At the end of our Jamestown YC PHRF race on Tuesday, the wind died. The outgoing tide began pushing the fleet backwards, into the nearby mooring field. Several competitors had to fend off, and as I was doing so, I said to myself, “Gee, we’d be a lot better off if we just held on.” (Actually, I didn’t say, “Gee.” I must have picked that up from Scooby Doo or something.)
I didn’t hold on—the wind came up a few minutes later, and we ghosted across the finish line, capping off another wacky, wayward, weeknight wander on Narragansett Bay—but the incident left me wondering if there’s any rule prohibiting a racer from holding on to a moored boat?
Referencing my trusty copy of Dave Perry’s “Understanding the Racing Rules of Sailing Through 2012,” I found that Rule 45 allows for anchoring or even standing on the bottom and holding on to the boat. But I didn’t see anything explicitly about moorings or moored boats, so I did what a lot of racers do: I emailed rules guru Dick Rose. Here’s what he said:
“The rule to read is Rule 45. It applies while you are racing—from the prep signal until you finish and clear the line and finish marks. You may not hold on to a mooring buoy, or another object which effectively moors you (including a moored boat, a dock, a lobster pot, or a government buoy). You may however have your crew stand on the bottom, and so you could ‘anchor’ to a rock by asking a crew to go overboard and stand on the rock while holding the boat.”

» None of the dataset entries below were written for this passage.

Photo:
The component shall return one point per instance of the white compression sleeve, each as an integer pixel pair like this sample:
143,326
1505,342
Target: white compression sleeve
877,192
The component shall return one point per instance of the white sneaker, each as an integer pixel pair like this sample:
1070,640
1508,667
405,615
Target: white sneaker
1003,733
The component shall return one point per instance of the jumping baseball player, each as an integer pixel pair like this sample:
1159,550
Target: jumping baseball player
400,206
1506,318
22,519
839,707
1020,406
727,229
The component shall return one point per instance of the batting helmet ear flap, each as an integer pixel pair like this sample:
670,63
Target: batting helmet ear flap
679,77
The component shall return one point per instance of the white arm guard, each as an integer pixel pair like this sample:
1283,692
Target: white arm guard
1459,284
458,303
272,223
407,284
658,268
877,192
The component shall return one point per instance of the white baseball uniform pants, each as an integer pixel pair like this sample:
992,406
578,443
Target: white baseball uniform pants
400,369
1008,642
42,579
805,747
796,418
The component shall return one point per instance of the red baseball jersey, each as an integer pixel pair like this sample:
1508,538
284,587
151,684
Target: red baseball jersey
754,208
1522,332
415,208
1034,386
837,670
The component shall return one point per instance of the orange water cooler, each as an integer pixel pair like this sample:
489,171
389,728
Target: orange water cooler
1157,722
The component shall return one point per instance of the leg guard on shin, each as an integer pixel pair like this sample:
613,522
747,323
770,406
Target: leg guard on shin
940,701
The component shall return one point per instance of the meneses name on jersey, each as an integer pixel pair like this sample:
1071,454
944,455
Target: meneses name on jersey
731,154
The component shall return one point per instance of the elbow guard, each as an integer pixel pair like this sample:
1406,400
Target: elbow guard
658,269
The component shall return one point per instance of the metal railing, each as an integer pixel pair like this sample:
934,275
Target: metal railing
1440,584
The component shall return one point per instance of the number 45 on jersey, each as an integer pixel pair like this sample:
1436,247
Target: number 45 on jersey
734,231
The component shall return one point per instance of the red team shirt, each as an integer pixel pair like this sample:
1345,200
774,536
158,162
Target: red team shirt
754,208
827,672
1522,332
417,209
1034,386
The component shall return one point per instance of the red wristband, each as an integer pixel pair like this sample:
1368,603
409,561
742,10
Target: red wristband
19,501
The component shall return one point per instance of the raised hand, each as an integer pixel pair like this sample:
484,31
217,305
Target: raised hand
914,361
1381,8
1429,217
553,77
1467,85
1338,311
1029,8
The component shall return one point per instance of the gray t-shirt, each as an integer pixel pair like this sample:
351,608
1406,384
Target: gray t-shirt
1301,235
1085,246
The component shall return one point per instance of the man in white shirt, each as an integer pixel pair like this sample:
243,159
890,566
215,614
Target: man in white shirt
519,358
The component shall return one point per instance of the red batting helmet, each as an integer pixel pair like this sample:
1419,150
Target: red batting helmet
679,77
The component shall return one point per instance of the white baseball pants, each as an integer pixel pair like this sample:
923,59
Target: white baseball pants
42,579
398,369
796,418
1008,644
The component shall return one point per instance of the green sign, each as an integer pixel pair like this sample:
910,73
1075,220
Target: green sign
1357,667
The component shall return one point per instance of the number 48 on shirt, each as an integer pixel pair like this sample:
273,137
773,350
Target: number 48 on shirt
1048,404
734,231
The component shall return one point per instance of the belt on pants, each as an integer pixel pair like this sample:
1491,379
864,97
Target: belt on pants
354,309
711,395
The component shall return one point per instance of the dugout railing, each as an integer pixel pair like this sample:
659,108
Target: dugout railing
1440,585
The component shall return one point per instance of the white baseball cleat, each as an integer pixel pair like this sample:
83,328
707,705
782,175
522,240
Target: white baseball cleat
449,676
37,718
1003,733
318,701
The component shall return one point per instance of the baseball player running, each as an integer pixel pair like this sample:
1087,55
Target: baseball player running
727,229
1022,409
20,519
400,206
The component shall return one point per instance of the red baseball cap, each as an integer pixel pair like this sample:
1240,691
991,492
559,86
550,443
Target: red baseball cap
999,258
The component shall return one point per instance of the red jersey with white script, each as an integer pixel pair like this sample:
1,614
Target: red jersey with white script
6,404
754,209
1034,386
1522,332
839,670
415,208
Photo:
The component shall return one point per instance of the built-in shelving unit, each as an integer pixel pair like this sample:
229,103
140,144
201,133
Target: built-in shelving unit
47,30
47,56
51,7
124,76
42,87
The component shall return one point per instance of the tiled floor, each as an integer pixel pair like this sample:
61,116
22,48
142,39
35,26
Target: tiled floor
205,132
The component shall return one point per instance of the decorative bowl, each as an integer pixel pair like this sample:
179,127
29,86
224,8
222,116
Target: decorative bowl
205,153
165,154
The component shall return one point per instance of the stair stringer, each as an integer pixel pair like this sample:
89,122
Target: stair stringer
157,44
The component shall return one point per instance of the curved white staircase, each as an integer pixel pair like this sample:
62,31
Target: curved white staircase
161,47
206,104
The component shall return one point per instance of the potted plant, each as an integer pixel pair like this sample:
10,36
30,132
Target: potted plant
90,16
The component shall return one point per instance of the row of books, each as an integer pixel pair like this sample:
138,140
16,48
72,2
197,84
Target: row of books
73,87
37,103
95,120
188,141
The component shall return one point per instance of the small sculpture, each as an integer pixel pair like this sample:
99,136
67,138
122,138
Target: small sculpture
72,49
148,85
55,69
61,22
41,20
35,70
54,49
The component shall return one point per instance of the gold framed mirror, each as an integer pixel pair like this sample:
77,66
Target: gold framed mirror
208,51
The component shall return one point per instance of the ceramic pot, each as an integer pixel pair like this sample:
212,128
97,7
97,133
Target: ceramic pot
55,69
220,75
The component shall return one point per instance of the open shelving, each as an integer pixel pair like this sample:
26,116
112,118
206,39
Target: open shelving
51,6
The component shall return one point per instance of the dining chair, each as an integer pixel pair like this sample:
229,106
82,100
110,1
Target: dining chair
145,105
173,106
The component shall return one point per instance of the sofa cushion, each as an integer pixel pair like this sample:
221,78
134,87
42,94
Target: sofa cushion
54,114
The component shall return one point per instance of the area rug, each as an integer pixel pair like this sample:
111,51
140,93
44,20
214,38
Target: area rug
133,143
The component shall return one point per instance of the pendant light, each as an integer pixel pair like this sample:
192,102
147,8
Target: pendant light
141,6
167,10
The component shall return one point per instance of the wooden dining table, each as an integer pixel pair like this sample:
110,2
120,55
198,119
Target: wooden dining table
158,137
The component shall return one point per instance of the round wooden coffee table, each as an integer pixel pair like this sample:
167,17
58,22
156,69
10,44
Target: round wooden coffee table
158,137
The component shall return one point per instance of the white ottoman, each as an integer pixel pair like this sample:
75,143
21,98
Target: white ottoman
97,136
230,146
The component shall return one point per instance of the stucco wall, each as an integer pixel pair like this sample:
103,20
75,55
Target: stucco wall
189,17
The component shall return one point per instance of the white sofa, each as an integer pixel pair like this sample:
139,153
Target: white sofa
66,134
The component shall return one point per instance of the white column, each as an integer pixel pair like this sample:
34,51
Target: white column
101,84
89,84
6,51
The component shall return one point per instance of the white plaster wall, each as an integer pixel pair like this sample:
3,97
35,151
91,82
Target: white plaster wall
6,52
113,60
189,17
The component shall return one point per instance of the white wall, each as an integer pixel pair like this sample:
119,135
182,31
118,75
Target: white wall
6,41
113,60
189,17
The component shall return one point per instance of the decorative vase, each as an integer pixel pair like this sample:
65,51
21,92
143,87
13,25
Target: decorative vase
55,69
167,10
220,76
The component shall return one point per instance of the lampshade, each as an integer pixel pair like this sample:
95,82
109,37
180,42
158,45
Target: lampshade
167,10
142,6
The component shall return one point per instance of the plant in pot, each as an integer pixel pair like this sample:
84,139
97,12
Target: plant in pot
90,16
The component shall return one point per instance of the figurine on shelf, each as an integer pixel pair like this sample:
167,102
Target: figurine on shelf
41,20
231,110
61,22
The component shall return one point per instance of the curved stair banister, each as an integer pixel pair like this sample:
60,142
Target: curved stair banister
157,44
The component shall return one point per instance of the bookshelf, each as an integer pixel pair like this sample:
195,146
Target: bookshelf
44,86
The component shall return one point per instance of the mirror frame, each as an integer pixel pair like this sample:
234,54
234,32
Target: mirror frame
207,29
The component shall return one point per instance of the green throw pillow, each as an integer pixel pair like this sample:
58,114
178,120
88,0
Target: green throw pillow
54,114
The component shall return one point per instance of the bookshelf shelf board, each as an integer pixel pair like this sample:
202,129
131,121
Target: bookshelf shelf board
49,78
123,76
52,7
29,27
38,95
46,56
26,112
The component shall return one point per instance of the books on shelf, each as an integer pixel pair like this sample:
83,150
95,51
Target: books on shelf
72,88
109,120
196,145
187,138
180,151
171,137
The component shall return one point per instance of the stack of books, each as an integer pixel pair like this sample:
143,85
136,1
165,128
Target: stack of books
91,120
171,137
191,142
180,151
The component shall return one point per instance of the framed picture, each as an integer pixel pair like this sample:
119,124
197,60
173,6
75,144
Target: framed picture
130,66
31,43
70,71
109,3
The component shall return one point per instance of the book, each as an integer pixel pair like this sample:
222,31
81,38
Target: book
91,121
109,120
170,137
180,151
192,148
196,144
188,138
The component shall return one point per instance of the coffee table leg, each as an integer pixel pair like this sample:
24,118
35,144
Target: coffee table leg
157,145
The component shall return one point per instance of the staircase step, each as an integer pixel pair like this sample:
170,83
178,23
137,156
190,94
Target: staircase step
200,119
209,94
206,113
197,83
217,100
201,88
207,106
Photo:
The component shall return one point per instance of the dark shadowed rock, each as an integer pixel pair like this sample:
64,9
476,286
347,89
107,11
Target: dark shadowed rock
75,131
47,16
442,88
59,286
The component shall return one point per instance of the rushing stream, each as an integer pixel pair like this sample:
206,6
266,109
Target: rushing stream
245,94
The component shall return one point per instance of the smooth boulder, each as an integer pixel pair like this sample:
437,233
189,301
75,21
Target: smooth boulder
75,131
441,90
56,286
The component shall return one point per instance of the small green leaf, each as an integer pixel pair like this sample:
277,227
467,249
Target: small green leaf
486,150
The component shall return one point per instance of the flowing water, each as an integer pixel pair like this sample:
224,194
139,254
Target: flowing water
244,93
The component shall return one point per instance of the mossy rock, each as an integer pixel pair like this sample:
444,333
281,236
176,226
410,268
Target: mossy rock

Funny, as we were regressing through the mooring field with the finish line fading ever farther away, even though I could never have told you that Rule 45 prohibited snagging a nearby mooring, I had that distinct feeling that doing so would be a weasel move. And as far as I can tell, that seems to be one of the basic tenets of the Racing Rules of Sailing—keeping the weasel at bay.